The Soap Bubble That Swallowed Tuesday Afternoon
I sat on the edge of a concrete ledge that was slowly turning into warm brie cheese under my palms. The city below us didn't just hum; it breathed in rhythmic, iridescent gasps, and I could see taxis swimming through streets made of liquid sapphire.
You arrived not by walking, but by unfolding yourself from a crease in the horizon like an ancient map being opened for the first time. You smelled of rain on hot asphalt and old library books that had learned how to sing. When you looked at me, my bobbed hair began to float upward, each strand becoming a tiny silver thread tied to stars I hadn't yet discovered.
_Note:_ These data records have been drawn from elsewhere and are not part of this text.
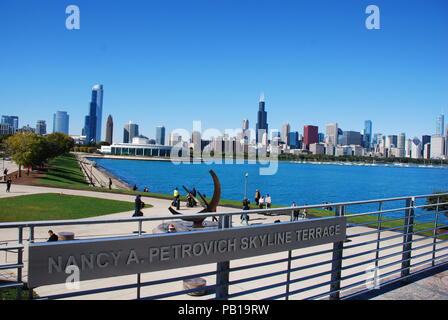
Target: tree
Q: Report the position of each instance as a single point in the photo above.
(27, 149)
(433, 200)
(59, 144)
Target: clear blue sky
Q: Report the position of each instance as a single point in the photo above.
(171, 62)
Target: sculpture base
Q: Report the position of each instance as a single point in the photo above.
(185, 226)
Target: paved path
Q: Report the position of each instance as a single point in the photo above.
(418, 291)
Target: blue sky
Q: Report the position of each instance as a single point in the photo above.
(169, 62)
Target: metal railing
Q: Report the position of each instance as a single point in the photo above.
(389, 247)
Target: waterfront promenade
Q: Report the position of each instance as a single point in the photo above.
(160, 209)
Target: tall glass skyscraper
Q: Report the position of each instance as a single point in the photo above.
(60, 122)
(13, 121)
(440, 124)
(367, 138)
(262, 120)
(97, 98)
(160, 135)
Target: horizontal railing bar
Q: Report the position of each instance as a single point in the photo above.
(11, 266)
(11, 285)
(14, 247)
(204, 215)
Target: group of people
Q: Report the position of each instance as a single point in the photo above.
(263, 202)
(7, 179)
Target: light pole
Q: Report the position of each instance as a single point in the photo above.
(245, 185)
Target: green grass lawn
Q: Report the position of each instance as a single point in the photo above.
(53, 206)
(64, 171)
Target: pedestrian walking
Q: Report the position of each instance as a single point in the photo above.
(176, 201)
(257, 196)
(260, 202)
(295, 212)
(8, 184)
(268, 201)
(244, 215)
(139, 205)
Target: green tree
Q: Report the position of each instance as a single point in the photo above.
(59, 144)
(433, 200)
(27, 149)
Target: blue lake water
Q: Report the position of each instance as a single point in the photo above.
(302, 183)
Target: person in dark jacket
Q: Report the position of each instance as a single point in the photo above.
(53, 236)
(8, 184)
(139, 204)
(245, 216)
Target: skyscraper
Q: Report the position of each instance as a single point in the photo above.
(109, 130)
(130, 131)
(160, 135)
(440, 124)
(61, 122)
(262, 124)
(97, 98)
(332, 133)
(310, 135)
(286, 129)
(91, 121)
(367, 137)
(13, 121)
(41, 127)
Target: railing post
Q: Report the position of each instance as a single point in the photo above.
(222, 268)
(19, 261)
(31, 240)
(378, 239)
(407, 238)
(336, 264)
(434, 234)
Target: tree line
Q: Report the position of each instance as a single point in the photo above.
(31, 150)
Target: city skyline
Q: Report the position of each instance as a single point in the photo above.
(314, 71)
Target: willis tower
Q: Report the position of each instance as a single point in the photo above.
(262, 124)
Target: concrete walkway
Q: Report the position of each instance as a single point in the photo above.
(353, 275)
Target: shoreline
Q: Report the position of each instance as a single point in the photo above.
(246, 161)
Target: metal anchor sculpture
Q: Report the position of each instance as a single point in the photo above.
(209, 207)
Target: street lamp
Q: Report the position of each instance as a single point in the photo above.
(245, 185)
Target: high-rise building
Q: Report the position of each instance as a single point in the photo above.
(294, 140)
(13, 121)
(130, 131)
(310, 135)
(160, 135)
(426, 139)
(286, 129)
(332, 133)
(321, 137)
(61, 122)
(97, 98)
(440, 124)
(437, 149)
(367, 135)
(41, 127)
(351, 138)
(262, 122)
(109, 130)
(90, 129)
(416, 149)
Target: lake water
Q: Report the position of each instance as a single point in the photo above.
(302, 183)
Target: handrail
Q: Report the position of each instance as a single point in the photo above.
(209, 214)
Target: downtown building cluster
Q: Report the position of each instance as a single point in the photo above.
(334, 141)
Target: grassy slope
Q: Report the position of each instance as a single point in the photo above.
(51, 206)
(72, 177)
(64, 171)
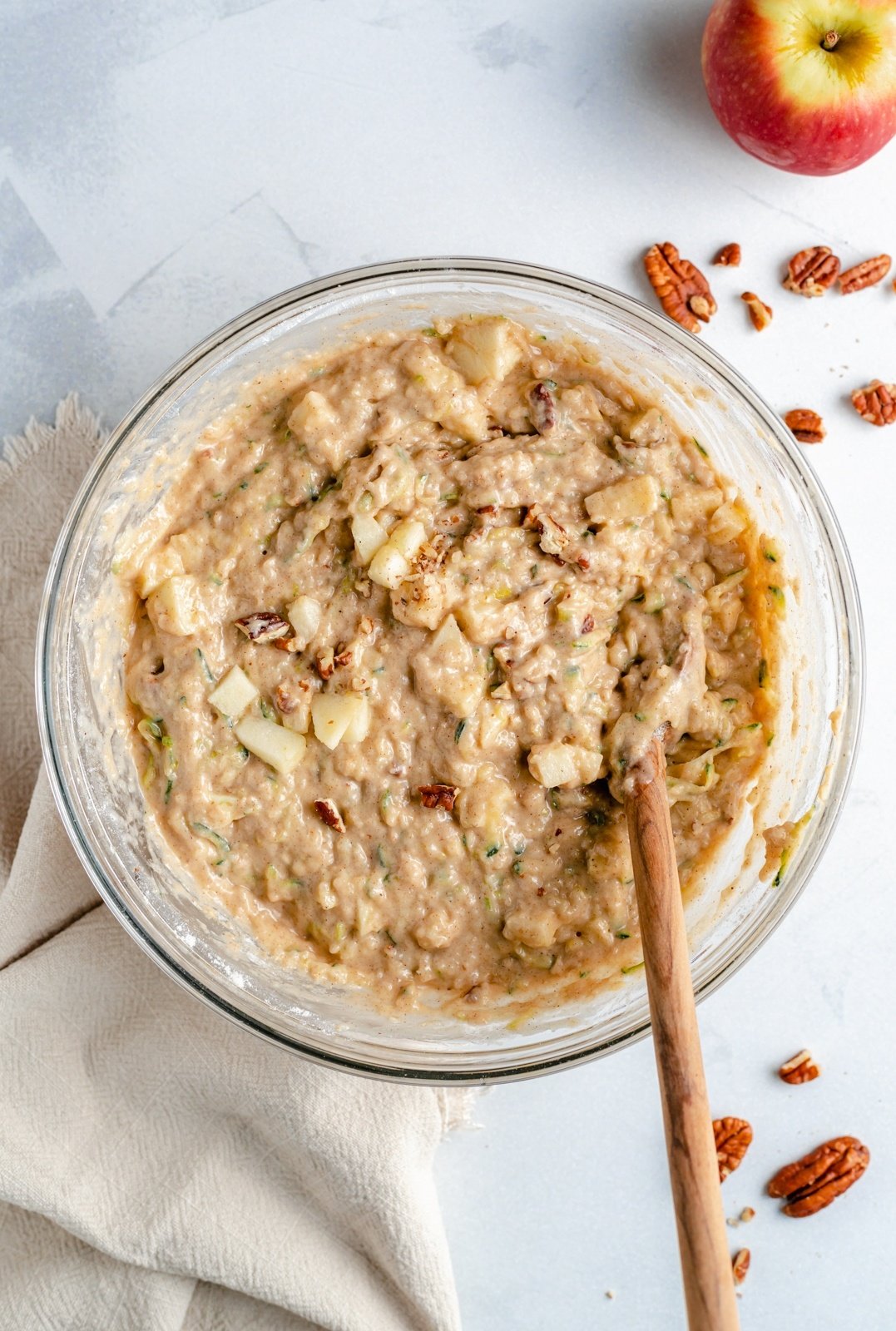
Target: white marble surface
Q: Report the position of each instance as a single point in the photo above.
(170, 163)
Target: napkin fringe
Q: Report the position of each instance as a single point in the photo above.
(72, 417)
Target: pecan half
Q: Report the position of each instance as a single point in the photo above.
(732, 1138)
(682, 289)
(812, 270)
(876, 403)
(265, 626)
(819, 1178)
(869, 273)
(438, 796)
(328, 812)
(542, 408)
(729, 256)
(552, 536)
(760, 314)
(805, 425)
(799, 1069)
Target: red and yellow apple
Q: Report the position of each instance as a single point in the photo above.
(809, 86)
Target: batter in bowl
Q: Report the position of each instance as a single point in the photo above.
(416, 609)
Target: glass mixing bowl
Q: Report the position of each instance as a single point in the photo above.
(80, 679)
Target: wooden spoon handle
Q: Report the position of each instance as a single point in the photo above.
(694, 1169)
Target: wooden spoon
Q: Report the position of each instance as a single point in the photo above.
(690, 1144)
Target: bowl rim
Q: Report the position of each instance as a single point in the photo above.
(458, 266)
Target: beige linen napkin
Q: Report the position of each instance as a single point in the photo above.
(161, 1170)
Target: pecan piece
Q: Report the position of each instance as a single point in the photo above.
(799, 1069)
(740, 1264)
(732, 1138)
(542, 408)
(729, 256)
(869, 273)
(876, 403)
(552, 536)
(438, 796)
(328, 812)
(265, 626)
(812, 270)
(805, 425)
(760, 314)
(819, 1178)
(682, 289)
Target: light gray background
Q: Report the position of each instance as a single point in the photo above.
(164, 164)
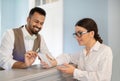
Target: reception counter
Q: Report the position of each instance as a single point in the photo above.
(34, 73)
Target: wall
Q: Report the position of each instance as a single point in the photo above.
(113, 35)
(0, 18)
(13, 13)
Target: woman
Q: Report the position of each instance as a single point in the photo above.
(94, 62)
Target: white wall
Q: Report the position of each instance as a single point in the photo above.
(113, 35)
(53, 27)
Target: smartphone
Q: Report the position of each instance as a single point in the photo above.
(44, 59)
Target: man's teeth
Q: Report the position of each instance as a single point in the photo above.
(36, 29)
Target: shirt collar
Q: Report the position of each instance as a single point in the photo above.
(27, 35)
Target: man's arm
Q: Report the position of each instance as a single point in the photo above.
(30, 57)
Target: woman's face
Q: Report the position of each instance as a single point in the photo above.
(82, 36)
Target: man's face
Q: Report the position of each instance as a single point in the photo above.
(35, 23)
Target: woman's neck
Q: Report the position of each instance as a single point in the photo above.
(90, 45)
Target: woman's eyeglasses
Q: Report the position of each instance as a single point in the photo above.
(79, 34)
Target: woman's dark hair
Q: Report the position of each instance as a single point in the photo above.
(90, 25)
(38, 10)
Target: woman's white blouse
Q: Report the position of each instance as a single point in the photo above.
(97, 66)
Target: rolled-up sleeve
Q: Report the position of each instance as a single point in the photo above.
(6, 48)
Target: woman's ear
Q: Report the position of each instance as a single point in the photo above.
(92, 33)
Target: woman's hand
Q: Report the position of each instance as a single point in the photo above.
(66, 68)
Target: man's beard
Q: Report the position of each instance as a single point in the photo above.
(36, 30)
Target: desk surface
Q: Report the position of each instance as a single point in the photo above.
(34, 73)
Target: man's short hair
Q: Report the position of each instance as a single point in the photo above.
(38, 10)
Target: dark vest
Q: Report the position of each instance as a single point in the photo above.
(19, 46)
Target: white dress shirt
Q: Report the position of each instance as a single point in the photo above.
(7, 46)
(97, 66)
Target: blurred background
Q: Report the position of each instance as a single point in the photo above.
(60, 20)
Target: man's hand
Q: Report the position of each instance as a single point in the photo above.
(53, 62)
(30, 57)
(66, 68)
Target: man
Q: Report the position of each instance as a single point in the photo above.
(19, 46)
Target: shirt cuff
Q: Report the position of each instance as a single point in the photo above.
(8, 65)
(76, 74)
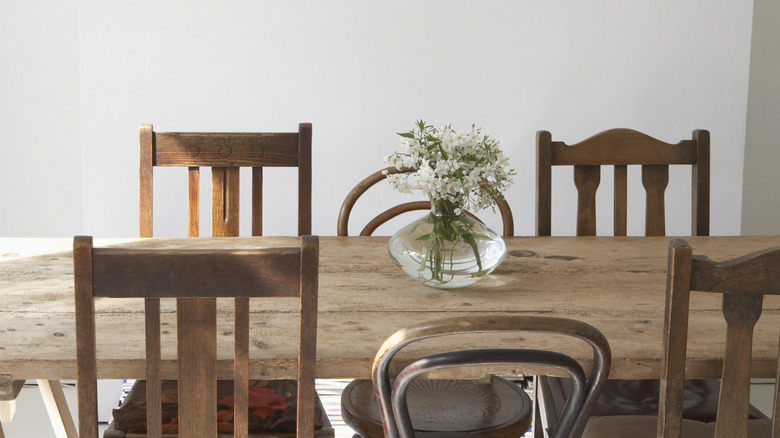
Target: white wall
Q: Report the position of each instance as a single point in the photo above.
(40, 133)
(362, 71)
(761, 199)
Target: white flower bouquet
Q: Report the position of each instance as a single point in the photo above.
(458, 171)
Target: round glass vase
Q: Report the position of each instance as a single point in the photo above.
(447, 250)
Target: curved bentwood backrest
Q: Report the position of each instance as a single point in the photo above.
(373, 224)
(579, 406)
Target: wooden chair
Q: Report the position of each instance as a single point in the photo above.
(392, 396)
(743, 282)
(225, 153)
(373, 224)
(358, 405)
(620, 148)
(195, 278)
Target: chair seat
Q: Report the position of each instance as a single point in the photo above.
(272, 410)
(644, 426)
(498, 407)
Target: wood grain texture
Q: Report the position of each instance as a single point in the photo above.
(225, 153)
(616, 284)
(197, 358)
(621, 200)
(9, 388)
(193, 209)
(655, 178)
(304, 178)
(86, 351)
(152, 375)
(543, 183)
(586, 179)
(146, 179)
(741, 306)
(620, 148)
(215, 149)
(675, 339)
(139, 273)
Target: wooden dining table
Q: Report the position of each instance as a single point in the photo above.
(617, 284)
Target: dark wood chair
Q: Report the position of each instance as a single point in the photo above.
(373, 224)
(358, 405)
(743, 282)
(621, 148)
(195, 278)
(392, 396)
(225, 153)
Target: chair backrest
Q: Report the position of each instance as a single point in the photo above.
(195, 278)
(619, 148)
(225, 153)
(373, 224)
(743, 282)
(578, 408)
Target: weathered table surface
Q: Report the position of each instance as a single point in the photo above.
(616, 284)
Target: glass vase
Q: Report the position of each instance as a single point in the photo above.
(447, 250)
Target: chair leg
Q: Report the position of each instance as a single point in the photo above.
(546, 407)
(57, 407)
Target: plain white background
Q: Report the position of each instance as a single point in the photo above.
(78, 77)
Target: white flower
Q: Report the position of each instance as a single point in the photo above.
(465, 168)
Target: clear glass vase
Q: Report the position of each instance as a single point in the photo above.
(447, 250)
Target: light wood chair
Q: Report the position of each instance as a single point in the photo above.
(358, 404)
(225, 153)
(393, 396)
(621, 148)
(743, 282)
(195, 278)
(373, 224)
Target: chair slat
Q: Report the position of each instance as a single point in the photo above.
(193, 214)
(304, 180)
(241, 369)
(257, 201)
(655, 178)
(226, 149)
(675, 339)
(153, 379)
(621, 199)
(86, 351)
(224, 201)
(196, 327)
(586, 179)
(145, 176)
(136, 273)
(741, 312)
(700, 198)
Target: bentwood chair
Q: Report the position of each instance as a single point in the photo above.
(392, 396)
(373, 224)
(358, 405)
(743, 283)
(195, 278)
(621, 148)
I blew a bubble—not just any bubble, but one containing the precise temperature of our first kiss in an alleyway that stretched for three miles into tomorrow. As it drifted between us, time decided it was tired; my wristwatch melted down my arm like gold syrup, dripping onto the concrete and forming a pool where miniature versions of us danced to music played by silent cellos.
You leaned closer, your breath tasting of cinnamon and forgotten promises. The air around our lips distorted into an hourglass filled with stardust instead of sand. I felt myself softening—my skin becoming translucent like rice paper under moonlight—while the daisies on my dress began to bloom in real-time, their petals whispering secrets about how much you’ve loved me since before we met.
In this city where gravity is merely a suggestion and hearts beat in syncopated rhythms of light, I let the bubble pop. It released an entire Tuesday afternoon—complete with golden sunlight and the scent of roasting coffee—and wrapped us both inside it, two souls suspended in a moment that refused to end.